RAFAH - Israeli warplanes assassinated three top Hamas commanders in southern Gaza on Thursday, inflicting a heavy blow on the movement’s armed wing after failing to kill its top military chief.
As the six-week war between Israel and Hamas raged on leaving truce talks in tatters, a pre-dawn air strike killed three members of the Islamist movement’s armed wing, the Ezzedine al-Qassam Brigades. The Brigades said they were ‘senior commanders’, identifying them as Mohammed Abu Shamala, Raed al-Atar and Mohammed Barhum, and vowed to make Israel pay.
‘The assassination... is a big Israeli crime, which will not succeed in breaking our will or weakening our resistance,’ spokesman Sami Abu Zuhri said. Israel’s Shin Bet internal security agency said Atar and Shamala were among the top five most-wanted Hamas militants. Defence Minister Moshe Yaalon hailed their deaths as ‘a big operational and intelligence achievement’, and warned that Israel would not hesitate to track down the rest of the group’s leaders.
‘Hamas leaders should know that we will neither rest nor be silent until we get our hands on them,’ he said in a statement. A series of missiles blasted the four-storey building in Rafah to smithereens and left a huge crater. Rescue workers picked through the rubble and an earth mover tried to clear some of the heavier debris, an AFP correspondent said.
Four surrounding buildings were damaged in the strike, with their doors and windows blown out and some outer walls destroyed. Witnesses said nine missiles were fired at the building.
The deadly strikes came 36 hours after Israel tried and failed to assassinate Brigades chief Mohammed Deif, who has topped its most wanted list for more than a decade. That attack levelled a six-storey building in Gaza City, killing two women and two children, among them Deif’s wife and his infant son, although he escaped unharmed, Hamas said. Rescue workers on Thursday also pulled the body of Deif’s three-year-old daughter Sara from the ruins, emergency services spokesman Ashraf al-Qudra said.

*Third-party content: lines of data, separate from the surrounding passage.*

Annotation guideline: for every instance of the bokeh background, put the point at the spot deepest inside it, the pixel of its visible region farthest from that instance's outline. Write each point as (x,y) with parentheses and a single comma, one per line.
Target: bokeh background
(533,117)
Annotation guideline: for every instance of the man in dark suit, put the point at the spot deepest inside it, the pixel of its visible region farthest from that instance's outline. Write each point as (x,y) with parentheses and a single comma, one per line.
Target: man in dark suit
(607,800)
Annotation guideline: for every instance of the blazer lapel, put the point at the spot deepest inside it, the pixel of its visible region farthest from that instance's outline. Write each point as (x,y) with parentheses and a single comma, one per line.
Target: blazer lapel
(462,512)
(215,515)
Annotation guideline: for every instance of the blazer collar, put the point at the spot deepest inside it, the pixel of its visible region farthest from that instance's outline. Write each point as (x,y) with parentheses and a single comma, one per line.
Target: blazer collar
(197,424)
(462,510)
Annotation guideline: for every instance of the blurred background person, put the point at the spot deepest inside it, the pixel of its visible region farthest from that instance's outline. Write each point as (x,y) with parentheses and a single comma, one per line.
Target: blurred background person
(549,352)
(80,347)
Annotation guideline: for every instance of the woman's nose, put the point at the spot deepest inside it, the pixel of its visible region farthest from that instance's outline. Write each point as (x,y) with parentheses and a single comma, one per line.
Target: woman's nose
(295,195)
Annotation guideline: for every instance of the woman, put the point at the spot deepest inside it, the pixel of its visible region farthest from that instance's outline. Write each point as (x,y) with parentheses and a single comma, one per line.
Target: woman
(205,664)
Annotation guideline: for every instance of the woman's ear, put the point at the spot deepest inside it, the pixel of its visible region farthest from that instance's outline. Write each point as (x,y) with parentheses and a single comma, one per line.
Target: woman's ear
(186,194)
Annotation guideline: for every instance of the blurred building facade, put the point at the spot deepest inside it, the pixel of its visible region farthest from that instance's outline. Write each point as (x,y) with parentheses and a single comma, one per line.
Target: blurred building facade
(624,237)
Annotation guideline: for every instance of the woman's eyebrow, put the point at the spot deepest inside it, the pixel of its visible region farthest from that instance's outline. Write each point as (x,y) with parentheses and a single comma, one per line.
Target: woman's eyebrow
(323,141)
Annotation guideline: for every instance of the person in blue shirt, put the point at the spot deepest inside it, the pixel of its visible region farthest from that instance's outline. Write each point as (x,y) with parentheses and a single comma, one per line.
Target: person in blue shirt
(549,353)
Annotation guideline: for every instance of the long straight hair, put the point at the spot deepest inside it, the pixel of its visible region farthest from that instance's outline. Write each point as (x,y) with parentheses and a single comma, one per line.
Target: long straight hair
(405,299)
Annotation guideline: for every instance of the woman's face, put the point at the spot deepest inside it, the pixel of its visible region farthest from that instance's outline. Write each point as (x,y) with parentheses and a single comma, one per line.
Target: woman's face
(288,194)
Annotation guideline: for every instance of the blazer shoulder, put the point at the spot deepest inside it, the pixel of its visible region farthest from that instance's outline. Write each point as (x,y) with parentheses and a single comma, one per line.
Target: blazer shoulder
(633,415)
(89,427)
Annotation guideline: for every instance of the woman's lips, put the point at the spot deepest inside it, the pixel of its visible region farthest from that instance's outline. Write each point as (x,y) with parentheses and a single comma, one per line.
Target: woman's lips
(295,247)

Separately, another 26 people were killed in Israeli strikes across Gaza Thursday on day 45 of the bloody conflict, raising the overall death toll to 2,077 killed in Gaza. UN statistics indicate that around three-quarters of them were civilians. On the Israeli side, 67 people have been killed, the vast majority of them soldiers. One civilian was severely wounded when a mortar round hit an area not far from the Gaza border on Thursday, the army said. In the 48 hours since the truce broke down, Gaza militants have launched 283 rockets, 219 of which struck Israel and another 44 which were shot down, the army said.
Despite the collapse of the negotiations, Palestinian president Mahmud Abbas held talks in Qatar with exiled Hamas chief Khaled Meshaal, official Palestinian and Gulf news agencies said. The talks in Doha, where Meshaal is based, were hosted by Qatari emir Sheikh Tamim bin Hamad al-Thani, a key backer of Hamas, the Gulf state’s QNA news agency reported. A Palestinian delegate told AFP the talks between the three leaders lasted nearly three hours and were expected to be followed by a two-way meeting between Abbas and Meshaal.
Also present was Azzam al-Ahmed, who led the Palestinian delegation at truce talks in Cairo, senior negotiator Saeb Erakat and Palestinian intelligence chief Majid Faraj. Abbas then met Meshaal and his exiled deputy, Mussa Abu Marzuk, who also attended the Cairo talks, the official Palestinian news agency WAFA said, without elaborating. Late on Wednesday, Hamas’s armed wing said there be would no further negotiations with Israel, and warned foreign airlines ‘to stop flying into Ben Gurion airport from 6 am (0300 GMT)’.
Egypt’s Air Sinai said it was cancelling its Thursday and Friday flights ‘due to the deteriorating security situation’. Otherwise, air traffic was functioning normally, except for a brief interruption ‘for security reasons’, Israel Airports Authority (IAA) spokesman Ofer Lefler told AFP. The army said there had been no rockets fired at the area. Last month, major US and European airlines suspended flights for two days after a rocket hit very close to a runway at Ben Gurion in a move hailed by Hamas as a ‘great victory’.
Meanwhile, British aid charity Oxfam called on the international community to ‘immediately suspend transfers of arms or ammunition while there is serious risk that they could be used to violate international humanitarian law’. It said the widespread killing of civilians and destruction of civilian infrastructure during the six-week Israeli operation was the worst it had witnessed in 20 years of working in Gaza.